This course is an introduction to descriptive statistics, probability and its applications, statistical inference and hypothesis testing, predictive statistics and linear regression.
Prerequisites
Upon successful completion of the course, students should be able to demonstrate the following knowledge or skills:
- Determine appropriate methods to compute various probabilities
- Identify, analyze, and describe statistical distributions
- Use statistics to make population-level inferences
- Use linear regression to identify correlations and draw inferences
IO2: Students will be able to reason mathematically.
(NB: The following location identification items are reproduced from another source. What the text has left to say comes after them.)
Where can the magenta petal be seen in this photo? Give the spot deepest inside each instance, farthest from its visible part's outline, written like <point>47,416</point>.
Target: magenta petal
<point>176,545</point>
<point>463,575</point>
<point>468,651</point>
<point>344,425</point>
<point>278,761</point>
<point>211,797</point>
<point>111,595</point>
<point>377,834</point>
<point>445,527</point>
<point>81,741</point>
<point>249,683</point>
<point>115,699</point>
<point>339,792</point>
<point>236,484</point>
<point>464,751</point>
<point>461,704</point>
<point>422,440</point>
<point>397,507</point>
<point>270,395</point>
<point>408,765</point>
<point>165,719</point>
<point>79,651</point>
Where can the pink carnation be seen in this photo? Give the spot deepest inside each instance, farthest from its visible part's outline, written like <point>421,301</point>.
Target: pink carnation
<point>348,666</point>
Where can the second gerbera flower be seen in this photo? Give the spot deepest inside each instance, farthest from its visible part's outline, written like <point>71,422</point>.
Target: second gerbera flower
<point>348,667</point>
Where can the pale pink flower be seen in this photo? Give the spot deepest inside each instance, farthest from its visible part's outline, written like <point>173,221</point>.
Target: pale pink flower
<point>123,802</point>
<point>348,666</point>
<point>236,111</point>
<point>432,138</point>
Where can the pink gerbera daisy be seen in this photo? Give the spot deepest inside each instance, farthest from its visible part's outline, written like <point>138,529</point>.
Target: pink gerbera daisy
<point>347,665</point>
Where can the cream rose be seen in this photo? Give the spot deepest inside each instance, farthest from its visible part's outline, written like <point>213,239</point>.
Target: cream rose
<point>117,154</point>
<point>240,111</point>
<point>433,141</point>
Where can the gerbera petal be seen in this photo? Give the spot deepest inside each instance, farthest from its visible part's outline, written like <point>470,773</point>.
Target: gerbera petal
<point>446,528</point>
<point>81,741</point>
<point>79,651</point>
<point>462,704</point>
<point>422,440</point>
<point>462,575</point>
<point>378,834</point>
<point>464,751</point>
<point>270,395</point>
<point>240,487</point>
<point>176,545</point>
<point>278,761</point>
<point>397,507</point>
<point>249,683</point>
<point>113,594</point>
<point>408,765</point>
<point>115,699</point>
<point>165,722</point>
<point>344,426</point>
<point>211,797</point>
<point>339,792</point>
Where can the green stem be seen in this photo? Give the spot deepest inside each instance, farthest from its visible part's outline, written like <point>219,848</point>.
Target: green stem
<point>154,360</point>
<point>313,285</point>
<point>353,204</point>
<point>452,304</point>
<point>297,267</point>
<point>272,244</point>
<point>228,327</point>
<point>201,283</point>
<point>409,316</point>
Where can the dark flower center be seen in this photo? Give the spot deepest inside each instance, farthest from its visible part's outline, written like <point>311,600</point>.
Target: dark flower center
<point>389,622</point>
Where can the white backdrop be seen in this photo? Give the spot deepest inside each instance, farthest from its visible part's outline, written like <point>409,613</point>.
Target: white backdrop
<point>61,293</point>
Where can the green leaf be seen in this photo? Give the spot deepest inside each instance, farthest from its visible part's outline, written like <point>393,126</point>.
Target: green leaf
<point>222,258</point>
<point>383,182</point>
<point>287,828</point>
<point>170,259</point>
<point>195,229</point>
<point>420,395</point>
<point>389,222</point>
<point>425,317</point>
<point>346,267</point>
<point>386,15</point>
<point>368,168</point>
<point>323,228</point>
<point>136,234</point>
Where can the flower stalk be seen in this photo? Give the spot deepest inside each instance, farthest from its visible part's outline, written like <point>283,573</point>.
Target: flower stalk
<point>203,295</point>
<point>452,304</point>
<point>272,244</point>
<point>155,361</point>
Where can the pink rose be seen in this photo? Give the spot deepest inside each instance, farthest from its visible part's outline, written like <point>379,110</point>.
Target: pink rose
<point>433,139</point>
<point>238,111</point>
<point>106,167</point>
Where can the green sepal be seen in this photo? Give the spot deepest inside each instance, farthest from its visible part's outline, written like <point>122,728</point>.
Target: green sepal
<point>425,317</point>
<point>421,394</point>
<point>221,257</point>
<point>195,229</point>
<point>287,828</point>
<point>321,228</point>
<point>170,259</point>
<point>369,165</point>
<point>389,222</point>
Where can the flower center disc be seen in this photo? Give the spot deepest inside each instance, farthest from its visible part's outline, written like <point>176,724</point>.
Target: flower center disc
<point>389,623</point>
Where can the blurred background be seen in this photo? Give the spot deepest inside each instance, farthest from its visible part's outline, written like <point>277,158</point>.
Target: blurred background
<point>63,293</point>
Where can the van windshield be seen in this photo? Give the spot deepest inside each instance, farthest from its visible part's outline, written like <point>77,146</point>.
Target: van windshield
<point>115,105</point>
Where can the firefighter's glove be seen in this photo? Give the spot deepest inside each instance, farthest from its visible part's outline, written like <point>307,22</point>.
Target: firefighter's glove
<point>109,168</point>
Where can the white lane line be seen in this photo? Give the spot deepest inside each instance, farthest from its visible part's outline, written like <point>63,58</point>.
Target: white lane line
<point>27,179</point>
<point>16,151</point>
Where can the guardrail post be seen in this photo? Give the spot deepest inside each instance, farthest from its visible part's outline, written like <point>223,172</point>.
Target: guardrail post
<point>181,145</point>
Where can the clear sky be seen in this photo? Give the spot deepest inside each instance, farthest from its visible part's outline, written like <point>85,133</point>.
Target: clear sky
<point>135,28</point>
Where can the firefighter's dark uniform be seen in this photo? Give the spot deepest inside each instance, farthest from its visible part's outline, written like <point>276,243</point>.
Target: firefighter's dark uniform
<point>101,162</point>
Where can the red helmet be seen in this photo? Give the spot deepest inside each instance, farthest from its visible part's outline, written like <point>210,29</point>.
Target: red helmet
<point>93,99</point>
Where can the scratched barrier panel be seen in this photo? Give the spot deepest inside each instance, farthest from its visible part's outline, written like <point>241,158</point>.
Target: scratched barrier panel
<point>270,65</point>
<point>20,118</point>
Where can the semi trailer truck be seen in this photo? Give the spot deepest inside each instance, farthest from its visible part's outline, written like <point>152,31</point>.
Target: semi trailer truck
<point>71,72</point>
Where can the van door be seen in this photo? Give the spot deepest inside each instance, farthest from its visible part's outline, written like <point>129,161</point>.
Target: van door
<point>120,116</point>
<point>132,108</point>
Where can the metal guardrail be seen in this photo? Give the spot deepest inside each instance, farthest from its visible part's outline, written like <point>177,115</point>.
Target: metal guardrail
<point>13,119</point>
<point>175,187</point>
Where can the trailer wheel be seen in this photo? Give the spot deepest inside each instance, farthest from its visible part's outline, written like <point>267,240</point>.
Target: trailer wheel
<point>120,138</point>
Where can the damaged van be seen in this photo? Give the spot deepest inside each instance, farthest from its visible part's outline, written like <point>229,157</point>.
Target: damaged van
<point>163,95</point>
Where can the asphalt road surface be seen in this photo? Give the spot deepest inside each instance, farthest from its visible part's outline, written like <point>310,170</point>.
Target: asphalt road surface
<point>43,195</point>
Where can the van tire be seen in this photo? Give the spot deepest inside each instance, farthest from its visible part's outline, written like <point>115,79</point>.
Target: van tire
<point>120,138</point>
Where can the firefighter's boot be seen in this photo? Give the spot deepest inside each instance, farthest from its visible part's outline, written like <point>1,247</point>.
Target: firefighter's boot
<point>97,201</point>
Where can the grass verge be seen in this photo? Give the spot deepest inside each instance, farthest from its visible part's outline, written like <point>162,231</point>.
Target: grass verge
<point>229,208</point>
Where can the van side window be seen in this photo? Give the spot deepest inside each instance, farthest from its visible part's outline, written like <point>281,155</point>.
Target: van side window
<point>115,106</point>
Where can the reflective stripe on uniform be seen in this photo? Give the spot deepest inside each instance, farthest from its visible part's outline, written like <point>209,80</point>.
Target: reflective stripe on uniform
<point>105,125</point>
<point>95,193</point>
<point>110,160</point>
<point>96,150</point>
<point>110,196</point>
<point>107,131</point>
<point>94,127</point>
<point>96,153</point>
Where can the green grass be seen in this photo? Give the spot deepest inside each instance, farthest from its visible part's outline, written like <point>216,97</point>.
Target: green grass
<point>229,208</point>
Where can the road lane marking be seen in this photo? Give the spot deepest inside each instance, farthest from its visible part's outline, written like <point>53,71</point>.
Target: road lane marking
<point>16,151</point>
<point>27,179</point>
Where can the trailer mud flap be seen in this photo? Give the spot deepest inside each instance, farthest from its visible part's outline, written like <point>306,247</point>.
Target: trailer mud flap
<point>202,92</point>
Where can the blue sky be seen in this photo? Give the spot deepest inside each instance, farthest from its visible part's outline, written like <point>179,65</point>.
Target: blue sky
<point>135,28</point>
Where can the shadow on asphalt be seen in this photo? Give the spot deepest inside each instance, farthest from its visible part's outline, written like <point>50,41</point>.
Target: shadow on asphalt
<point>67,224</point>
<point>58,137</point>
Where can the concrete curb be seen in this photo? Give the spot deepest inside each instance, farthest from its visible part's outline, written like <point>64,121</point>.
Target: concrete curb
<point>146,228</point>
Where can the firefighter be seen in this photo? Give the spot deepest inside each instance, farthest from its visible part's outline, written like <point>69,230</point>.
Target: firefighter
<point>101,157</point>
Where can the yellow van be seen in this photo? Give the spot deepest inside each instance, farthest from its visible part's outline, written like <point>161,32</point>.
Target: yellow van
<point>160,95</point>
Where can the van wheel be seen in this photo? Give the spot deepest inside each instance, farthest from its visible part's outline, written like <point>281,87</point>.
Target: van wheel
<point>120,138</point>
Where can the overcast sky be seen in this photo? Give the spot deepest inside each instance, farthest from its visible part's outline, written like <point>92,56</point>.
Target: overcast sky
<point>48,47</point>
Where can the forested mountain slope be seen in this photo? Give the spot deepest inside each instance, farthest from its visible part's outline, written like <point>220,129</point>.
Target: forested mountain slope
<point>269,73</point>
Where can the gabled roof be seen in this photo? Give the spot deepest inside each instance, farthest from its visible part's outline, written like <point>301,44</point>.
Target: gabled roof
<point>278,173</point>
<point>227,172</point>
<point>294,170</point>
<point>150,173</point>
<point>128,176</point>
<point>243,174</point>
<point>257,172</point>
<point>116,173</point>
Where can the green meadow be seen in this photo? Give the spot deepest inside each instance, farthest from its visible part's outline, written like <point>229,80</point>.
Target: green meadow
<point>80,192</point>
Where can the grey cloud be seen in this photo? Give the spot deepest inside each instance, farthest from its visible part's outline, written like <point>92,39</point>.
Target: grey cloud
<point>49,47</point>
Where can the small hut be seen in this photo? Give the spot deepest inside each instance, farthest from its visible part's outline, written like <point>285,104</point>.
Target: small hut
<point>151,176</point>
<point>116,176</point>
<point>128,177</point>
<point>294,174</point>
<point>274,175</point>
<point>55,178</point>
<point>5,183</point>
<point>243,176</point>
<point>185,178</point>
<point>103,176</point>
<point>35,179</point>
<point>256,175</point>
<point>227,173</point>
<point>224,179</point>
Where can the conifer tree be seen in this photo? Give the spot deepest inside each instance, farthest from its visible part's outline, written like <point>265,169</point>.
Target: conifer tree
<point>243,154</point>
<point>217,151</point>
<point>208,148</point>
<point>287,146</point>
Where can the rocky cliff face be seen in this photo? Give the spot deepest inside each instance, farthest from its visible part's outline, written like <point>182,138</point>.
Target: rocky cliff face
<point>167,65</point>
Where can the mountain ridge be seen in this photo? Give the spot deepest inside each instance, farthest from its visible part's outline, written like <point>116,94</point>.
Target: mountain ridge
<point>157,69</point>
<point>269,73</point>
- Types of variables (numerical, categorical, explanatory, response, confounding, etc.)
- Sampling strategies
- Measures of center and spread
- Graphical displays of data
- Basic probability, including sample space and simple probabilities, disjoint and independent events, complementary events, multiplication rules/addition rules, marginal and conditional probabilities, expected value
- Normal and Binomial distributions
- Central Limit Theorem
- Hypothesis testing for
- 1 and 2 parameters
- Proportions, means, goodness-of-fit/independence
- ANOVA
- Correlation and simple linear regression
Optional Topics:
Simpson’s paradox
Study/Experimental design and its implications
Hypothesis testing for paired data
Poisson distribution
Bayes’ Theorem
In order to give the instructor the greatest flexibility in assigning a grade for the course, grades will be based on various instruments at the instructors' discretion. However, to maintain instructional integrity there must be at least three class exams and a statistical project designed to show the student the application side of statistics. At least 60% of the grade will be based on quantifiable work (exams, homework, quizzes, etc.). The remaining portion of the grade may be based on quantifiable work, attendance, projects, journal work, etc., at the instructor's discretion.
The following is a compilation of acceptable grading instruments: In class exams and a final, attendance, homework or quizzes, research paper, modeling projects on the calculator or computer. Other projects or assignments as deemed appropriate at the instructor's discretion.
For students who are concurrently enrolled in JIT 071
- Students who only pass JIT 071 and do not pass MATH& 146 will not earn any placement adjustment.
- Students who do not pass JIT 071 will automatically not pass MATH& 146 too. It is advised they drop both courses if this happens.
- Students who pass both JIT 071 and MATH& 146 will earn the SQR credit and receive a placement score allowing them to take any non-math class that lists MATH 098 as a prerequisite.
This course will also assess PO5: Students will be able to solve problems by gathering, interpreting, combining, and/or applying information from multiple sources.